All’interno delle mura c’era invece la chiesa di San Nicolò, poi rinominata San Silvestro. Nel XVII secolo viene segnalata all’interno delle mura del castello, anche la presenza della chiesa di Santa Maria, che nel XVIII viene denominata chiesa di Sant’Antonio abbate.
Tra il Cinquecento e il Settecento si documentano all’interno del castrum anche la presenza di una domus del fornaio, con annessa la bottega, la stalla e una cisterna. Esisteva fuori dalle mura una ghiacciaia per la conservazione della neve. Nel medioevo per la sua posizione strategica il borgo di Gabicce Monte è stato anche un Ospitale, cioè un luogo di ricovero per viandanti, pellegrini, ammalati e poveri in cui fermarsi a rifocillarsi e riposarsi. Sempre negli anni vicini al 1500, vanno ricordati due rinomati ceramisti dell’epoca che avevano la bottega all’interno delle mura: Girolamo e Giacomo Lanfranco. Padre e figlio furono tra i primi al mondo ad utilizzare l’oro come pigmento o decorazione delle maioliche. Alcune opere di questi artisti famosi all’epoca, sono esposte al British Museum.
La fortezza di Gabicce ebbe una storia di grandi “dominazioni”. Dall’Arcivescovado di Ravenna, passa in feudo a Orazio Floridi di Fano per poi tornare alla giurisdizione della Chiesa di Ravenna, passare poi sotto il dominio dei Malatesta, poi sotto quello degli Sforza, quello dei Montefeltro ed in fine nelle mani dei Della Rovere che nel 1625 la consegnarono in feudo ad Ottaviano Mamiani.
Dal 1631 il Castello di Gabicce rimarrà per tre secoli nelle mani dello Stato Pontificio. Successivamente subirà un lento declino che lo porterà fino ai giorni attuali. Lo sfruttamento della costa ed il conseguente sviluppo dell’economia della pesca e soprattutto quella del turismo, cancellerà ogni traccia del passato per fare posto all’attuale insediamento di case, ristoranti, alberghi e attività, che rendo oggi Gabicce Monte, una delle località più suggestive e panoramiche dell’intera costa adriatica al confine con la riviera Romagnola. Gabicce Monte sorge a 130 metri sul livello del mare e per la forma del golfo e il suo panorama affacciato sul mare e sulla costa romagnola, viene oggi definita una piccola “Capri dell’Adriatico”
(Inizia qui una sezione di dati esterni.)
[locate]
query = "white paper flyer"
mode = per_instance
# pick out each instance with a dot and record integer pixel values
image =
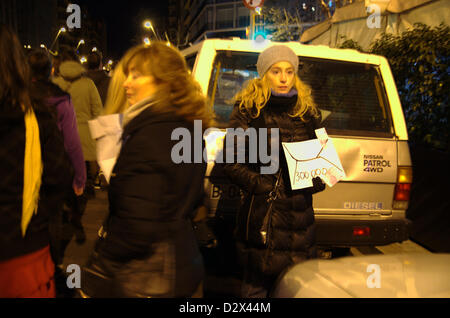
(313, 158)
(107, 131)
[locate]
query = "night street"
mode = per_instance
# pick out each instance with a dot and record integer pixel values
(216, 286)
(247, 149)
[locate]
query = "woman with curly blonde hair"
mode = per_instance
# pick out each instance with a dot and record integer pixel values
(275, 224)
(148, 248)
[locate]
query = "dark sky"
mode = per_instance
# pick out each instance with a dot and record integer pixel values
(124, 19)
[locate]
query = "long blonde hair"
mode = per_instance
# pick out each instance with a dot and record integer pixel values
(255, 95)
(116, 98)
(178, 91)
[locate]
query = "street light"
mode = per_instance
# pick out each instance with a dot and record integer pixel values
(79, 43)
(62, 30)
(148, 25)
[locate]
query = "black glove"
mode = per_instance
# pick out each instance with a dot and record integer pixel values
(318, 185)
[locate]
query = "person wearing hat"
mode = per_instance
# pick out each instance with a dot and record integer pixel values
(275, 225)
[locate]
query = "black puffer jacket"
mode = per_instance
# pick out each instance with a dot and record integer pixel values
(290, 227)
(150, 249)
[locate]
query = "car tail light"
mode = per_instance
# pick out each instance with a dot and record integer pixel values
(402, 188)
(361, 231)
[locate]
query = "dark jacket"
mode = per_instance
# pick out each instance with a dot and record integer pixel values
(150, 248)
(55, 179)
(290, 226)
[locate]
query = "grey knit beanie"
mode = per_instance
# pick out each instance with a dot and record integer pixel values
(275, 54)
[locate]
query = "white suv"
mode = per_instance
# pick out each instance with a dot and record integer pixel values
(362, 114)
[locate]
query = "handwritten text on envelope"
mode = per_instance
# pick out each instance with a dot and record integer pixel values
(313, 158)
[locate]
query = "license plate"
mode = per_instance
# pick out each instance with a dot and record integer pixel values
(224, 191)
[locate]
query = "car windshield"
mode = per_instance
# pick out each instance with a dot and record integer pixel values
(351, 96)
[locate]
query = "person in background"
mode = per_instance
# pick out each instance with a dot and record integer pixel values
(275, 225)
(148, 247)
(45, 91)
(97, 74)
(87, 104)
(34, 173)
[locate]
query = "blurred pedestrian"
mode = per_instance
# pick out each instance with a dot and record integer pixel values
(45, 91)
(97, 74)
(34, 172)
(148, 248)
(87, 105)
(275, 225)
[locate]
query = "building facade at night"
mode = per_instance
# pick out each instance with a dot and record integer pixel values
(191, 21)
(38, 23)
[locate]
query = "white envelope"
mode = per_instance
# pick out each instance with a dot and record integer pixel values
(107, 131)
(313, 158)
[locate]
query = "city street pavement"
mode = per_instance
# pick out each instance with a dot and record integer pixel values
(215, 285)
(95, 213)
(222, 277)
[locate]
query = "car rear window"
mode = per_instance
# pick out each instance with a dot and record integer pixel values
(351, 96)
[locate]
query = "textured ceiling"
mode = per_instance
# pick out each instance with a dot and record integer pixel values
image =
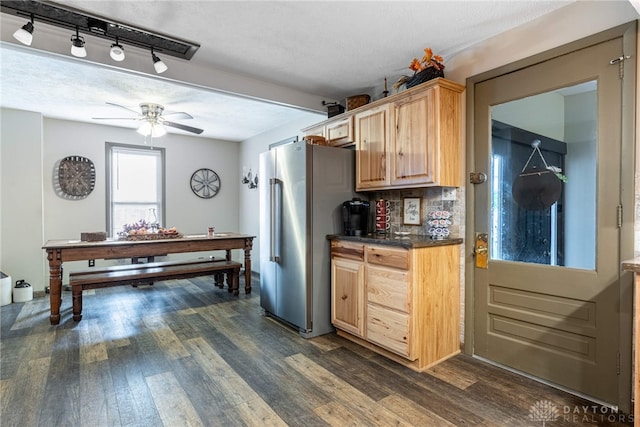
(330, 49)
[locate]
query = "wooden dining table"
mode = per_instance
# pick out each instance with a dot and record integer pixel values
(59, 251)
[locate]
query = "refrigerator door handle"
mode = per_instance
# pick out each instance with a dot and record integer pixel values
(276, 220)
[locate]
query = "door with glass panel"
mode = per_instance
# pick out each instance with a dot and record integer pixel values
(546, 301)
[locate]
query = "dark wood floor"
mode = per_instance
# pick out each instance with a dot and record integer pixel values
(183, 353)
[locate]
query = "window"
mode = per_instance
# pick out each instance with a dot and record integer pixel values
(135, 179)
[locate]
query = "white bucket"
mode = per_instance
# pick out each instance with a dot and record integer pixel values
(23, 294)
(5, 290)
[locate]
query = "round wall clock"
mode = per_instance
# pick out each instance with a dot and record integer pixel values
(74, 177)
(205, 183)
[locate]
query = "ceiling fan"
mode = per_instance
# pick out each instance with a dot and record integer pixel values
(153, 119)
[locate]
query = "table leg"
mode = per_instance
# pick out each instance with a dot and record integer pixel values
(248, 244)
(55, 285)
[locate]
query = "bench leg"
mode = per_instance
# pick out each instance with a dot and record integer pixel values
(219, 280)
(76, 297)
(235, 280)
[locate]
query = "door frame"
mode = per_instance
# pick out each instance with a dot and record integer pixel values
(627, 195)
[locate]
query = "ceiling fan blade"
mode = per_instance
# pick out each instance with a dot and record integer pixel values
(137, 112)
(177, 115)
(182, 127)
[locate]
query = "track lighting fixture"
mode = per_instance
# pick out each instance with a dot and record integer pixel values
(76, 21)
(160, 66)
(117, 52)
(25, 34)
(77, 45)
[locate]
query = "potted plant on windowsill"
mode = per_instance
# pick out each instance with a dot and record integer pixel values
(429, 67)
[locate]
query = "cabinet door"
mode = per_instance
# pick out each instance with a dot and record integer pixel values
(340, 132)
(347, 288)
(389, 329)
(372, 140)
(414, 158)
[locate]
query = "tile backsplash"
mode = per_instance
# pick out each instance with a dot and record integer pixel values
(432, 201)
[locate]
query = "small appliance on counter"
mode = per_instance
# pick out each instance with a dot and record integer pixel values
(383, 216)
(355, 217)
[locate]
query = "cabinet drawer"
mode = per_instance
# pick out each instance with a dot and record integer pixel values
(349, 250)
(390, 257)
(389, 329)
(389, 288)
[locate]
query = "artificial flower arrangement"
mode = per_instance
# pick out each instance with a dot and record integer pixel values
(148, 229)
(427, 68)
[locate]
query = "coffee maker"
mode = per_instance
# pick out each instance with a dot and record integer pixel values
(355, 217)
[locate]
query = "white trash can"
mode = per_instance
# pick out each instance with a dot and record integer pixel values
(22, 292)
(5, 289)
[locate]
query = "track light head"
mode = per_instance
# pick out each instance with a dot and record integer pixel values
(25, 34)
(117, 52)
(77, 45)
(160, 66)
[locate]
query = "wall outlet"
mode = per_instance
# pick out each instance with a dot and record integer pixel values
(449, 193)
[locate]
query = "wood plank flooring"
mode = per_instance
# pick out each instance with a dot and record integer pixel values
(185, 353)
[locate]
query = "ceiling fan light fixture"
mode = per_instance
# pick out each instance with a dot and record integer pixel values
(159, 66)
(154, 130)
(77, 45)
(117, 52)
(25, 34)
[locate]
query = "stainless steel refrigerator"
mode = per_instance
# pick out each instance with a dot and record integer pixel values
(302, 188)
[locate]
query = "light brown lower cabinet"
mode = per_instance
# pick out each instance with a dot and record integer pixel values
(403, 303)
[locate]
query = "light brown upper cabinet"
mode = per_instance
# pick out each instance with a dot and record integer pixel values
(426, 146)
(372, 147)
(407, 140)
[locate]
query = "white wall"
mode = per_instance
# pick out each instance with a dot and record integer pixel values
(581, 186)
(21, 226)
(249, 198)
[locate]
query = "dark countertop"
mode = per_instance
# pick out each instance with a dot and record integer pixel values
(410, 241)
(632, 265)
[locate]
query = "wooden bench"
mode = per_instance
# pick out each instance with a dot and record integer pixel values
(134, 274)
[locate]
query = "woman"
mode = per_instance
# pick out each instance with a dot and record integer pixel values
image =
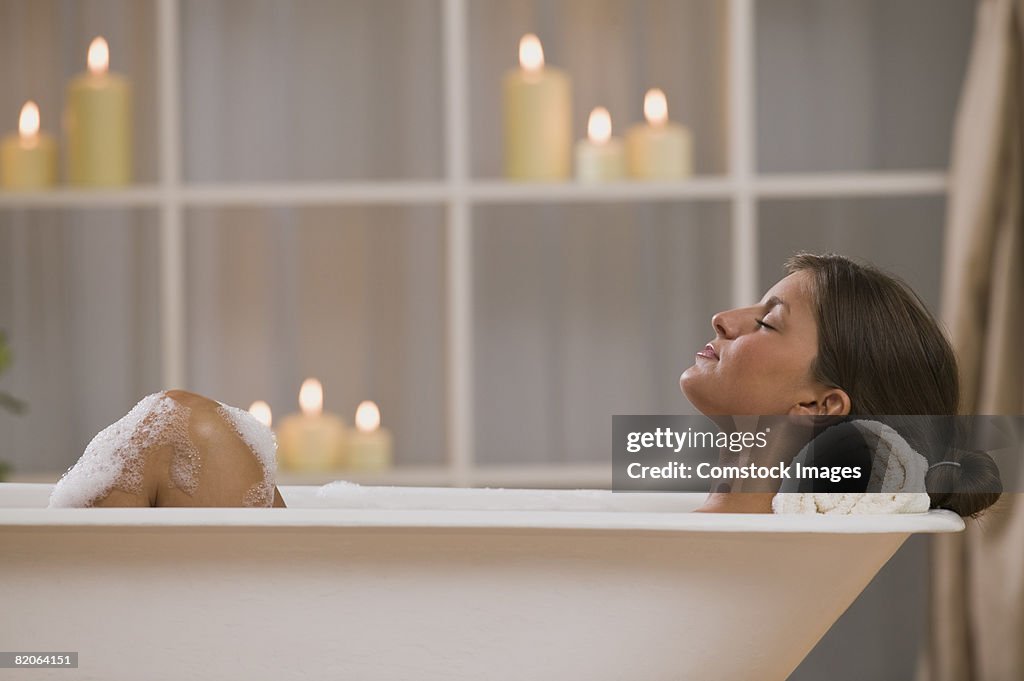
(838, 339)
(830, 340)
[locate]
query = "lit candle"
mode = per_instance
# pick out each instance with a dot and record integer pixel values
(98, 123)
(28, 160)
(370, 445)
(311, 440)
(599, 157)
(658, 150)
(538, 118)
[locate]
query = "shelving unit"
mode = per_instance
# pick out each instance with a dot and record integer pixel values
(459, 193)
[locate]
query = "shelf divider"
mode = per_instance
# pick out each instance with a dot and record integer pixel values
(172, 256)
(460, 246)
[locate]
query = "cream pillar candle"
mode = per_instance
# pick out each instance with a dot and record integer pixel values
(538, 118)
(98, 120)
(29, 159)
(600, 158)
(658, 150)
(311, 440)
(370, 445)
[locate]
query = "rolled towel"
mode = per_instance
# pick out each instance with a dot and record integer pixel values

La Piazza di Gabicce Monte è oggi intitolata a Valbruna, la città leggendaria che gli antichi abitanti sostengono sia sommersa al largo della baia naturale di Vallugola. Vicende misteriose e racconti tramandati oralmente hanno animato l’immaginario collettivo legato alla città sommersa. Ad alimentare questa leggenda nel corso degli anni, sono stati rinvenuti casualmente diversi reperti archeologici, che finivano intrappolati nelle reti dei pescatori. Studi e ricerche approfondite hanno però smentito questo falso mito, infatti i reperti di questa “Atlantide dell’ Adriatico”, si sono dimostrati essere cogoli, cioè blocchi di arenaria modellati dal mare fino ad assumere quelle forme particolari e ribattezzati sassi di Valbruna.
Oggi, come si è detto dell’ antico castello non rimane nulla ed un’idea di come si mostrava possiamo ricavarla osservando gli acquerelli di Francesco Mingucci e del Liverani, che lo hanno fedelmente riprodotto come appariva nel 1600 e nel 1800.